This is my first application of Neural Network (NN) using the book Neural Networks and Deep Learning by Michael A. Nielsen (http://neuralnetworksanddeeplearning.com). In this source, I designed and built a feed-forward neural network to recognize handwritten digits using the MNIST handwritten digits dataset. The MNIST database of handwritten digits, available from this page (http://yann.lecun.com/exdb/mnist/), has a training set of 60,000 examples, and a test set of 10,000 examples.

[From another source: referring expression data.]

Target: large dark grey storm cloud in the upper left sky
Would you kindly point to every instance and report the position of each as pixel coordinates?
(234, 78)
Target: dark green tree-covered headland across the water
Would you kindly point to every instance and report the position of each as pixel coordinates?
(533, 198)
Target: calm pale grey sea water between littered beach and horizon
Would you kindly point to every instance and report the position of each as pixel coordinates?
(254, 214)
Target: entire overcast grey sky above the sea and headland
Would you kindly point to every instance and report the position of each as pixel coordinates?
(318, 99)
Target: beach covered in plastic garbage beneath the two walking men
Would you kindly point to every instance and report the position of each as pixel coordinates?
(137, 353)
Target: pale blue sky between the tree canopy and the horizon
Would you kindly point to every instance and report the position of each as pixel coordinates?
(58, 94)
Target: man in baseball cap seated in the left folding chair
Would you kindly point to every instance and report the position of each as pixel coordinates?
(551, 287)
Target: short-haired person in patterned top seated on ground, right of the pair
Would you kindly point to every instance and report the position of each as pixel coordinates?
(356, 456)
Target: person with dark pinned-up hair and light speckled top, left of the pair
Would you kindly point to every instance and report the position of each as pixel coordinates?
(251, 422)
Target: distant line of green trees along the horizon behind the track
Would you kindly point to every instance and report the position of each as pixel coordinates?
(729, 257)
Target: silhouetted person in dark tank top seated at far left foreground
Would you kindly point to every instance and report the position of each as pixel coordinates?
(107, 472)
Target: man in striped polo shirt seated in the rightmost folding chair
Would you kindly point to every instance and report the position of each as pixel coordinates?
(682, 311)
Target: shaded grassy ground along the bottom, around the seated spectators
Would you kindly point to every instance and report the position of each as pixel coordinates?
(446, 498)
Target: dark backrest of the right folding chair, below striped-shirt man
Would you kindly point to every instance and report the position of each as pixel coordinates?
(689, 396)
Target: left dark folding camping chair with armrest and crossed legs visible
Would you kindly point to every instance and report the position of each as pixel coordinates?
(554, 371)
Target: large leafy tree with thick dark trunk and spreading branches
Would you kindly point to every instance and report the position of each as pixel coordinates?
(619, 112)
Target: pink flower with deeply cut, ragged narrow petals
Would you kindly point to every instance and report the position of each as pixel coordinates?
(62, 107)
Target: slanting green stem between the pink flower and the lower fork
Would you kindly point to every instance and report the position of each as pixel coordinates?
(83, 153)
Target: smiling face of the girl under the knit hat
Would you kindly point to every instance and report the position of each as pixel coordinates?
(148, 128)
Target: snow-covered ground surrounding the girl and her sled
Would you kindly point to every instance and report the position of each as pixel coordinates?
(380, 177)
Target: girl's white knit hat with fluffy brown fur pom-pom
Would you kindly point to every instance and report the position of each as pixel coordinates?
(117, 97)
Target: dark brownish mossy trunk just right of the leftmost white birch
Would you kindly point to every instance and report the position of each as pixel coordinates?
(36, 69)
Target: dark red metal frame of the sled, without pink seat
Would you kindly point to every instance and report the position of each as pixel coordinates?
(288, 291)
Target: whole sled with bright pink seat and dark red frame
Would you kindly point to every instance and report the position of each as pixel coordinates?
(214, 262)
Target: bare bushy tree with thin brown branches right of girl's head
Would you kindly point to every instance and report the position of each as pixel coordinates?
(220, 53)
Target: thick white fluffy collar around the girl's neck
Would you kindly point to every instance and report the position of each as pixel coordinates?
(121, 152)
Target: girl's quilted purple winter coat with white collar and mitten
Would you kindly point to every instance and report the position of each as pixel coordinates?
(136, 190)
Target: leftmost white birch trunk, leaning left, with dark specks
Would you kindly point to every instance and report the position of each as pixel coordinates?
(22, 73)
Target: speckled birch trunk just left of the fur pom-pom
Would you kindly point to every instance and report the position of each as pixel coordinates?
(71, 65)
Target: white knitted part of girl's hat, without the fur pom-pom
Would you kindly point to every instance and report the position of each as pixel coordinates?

It is a subset of a larger set available from NIST. The digits have been size-normalized and centered in a fixed-size image.
Each data is an array containing the image data (28 x 28 pixels) and the corresponding output digit output[0...9]. I built a 3 layer NN with 784 input neurons, 10 output neurons and a varying number of hidden layer neurons (1 - 100). I also increased the depth of the network by adding more hidden layers, to see if there would be significant improvement in accuracy --but this didn't necessarily translate into more accuracy (obviously).

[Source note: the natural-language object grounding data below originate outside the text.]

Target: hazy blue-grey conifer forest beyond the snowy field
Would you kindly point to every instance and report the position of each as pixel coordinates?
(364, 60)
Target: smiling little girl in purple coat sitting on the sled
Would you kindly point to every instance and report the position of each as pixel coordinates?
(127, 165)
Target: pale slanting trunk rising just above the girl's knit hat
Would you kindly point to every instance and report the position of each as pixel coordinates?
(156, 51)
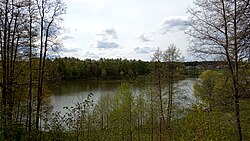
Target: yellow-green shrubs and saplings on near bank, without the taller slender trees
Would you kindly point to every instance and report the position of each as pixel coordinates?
(136, 116)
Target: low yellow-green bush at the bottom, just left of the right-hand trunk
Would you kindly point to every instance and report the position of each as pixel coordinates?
(200, 124)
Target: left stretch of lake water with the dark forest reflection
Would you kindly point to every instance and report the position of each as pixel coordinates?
(71, 92)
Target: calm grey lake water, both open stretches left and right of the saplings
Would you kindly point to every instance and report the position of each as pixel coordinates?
(70, 92)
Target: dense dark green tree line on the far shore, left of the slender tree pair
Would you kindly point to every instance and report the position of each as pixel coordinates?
(73, 68)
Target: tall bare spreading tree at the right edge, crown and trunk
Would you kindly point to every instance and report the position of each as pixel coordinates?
(221, 28)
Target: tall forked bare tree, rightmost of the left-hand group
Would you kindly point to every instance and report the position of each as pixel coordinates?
(49, 15)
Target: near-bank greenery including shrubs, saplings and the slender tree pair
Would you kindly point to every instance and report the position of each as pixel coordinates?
(160, 110)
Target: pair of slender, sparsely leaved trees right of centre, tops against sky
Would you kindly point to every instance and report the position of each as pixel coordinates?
(165, 72)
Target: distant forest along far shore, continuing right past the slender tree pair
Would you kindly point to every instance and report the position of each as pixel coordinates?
(74, 68)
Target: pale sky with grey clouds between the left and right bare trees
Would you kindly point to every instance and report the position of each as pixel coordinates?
(130, 29)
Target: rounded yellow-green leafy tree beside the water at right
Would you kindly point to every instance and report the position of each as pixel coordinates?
(215, 90)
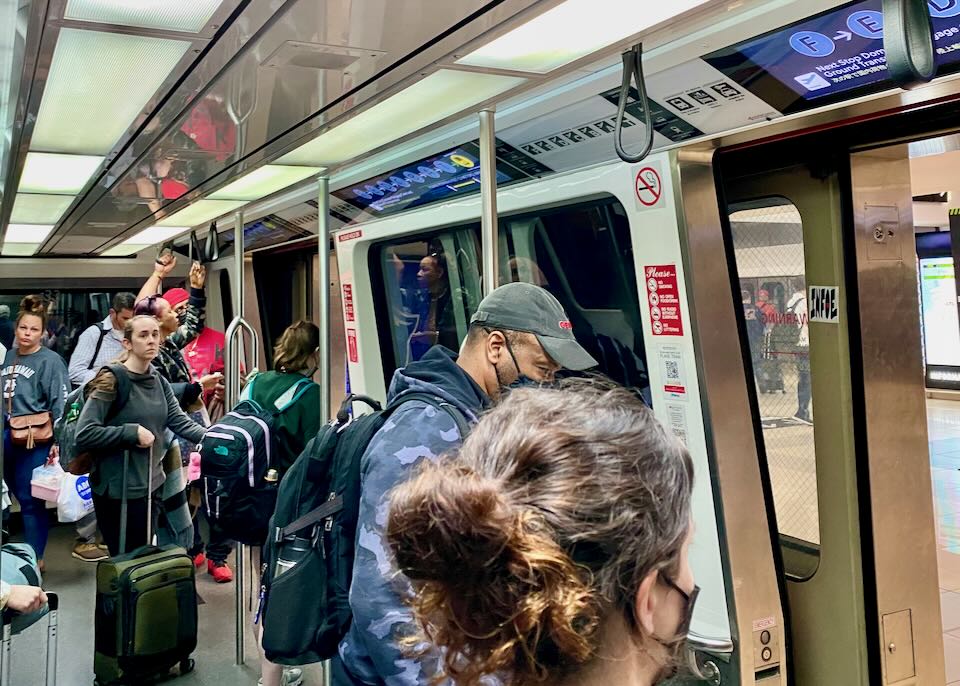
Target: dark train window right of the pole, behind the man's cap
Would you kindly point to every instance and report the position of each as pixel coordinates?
(583, 255)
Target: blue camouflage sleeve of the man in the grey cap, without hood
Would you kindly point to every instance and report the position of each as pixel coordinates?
(378, 594)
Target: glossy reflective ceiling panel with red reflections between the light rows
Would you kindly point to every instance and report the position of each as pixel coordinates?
(306, 57)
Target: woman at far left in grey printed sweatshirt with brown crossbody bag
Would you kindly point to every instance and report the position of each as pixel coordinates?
(34, 383)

The weights (w) and biases (b) of the neurons are updated using Stochastic Gradient Descent (SGD) with the data randomly sampled in batches to increase the speed of the algorithm. I used quadratic cost function(C), which is simply the Mean Squared Error (MSE) between the output from the network and the actual(or supposed) output in the dataset. To improve the accuracy of the algorithm, the cost function should be minimized to the barest minimum. This is where SGD comes in; Gradient Descent (GD) minimizes a function by computing the gradients of all the dimesions of the function and moving in the opposite direction in each dimension. SGD is an optimized variant of GD whereby random samples of the input data are batched and each batch is minimized by the algorithm --the overall minimization of the function is the average of all the batch minimizations. This greatly improves the speed of the algorithm.
Gradient Descent uses an algorithm called Back Propagation to compute the partial derivates of the cost function.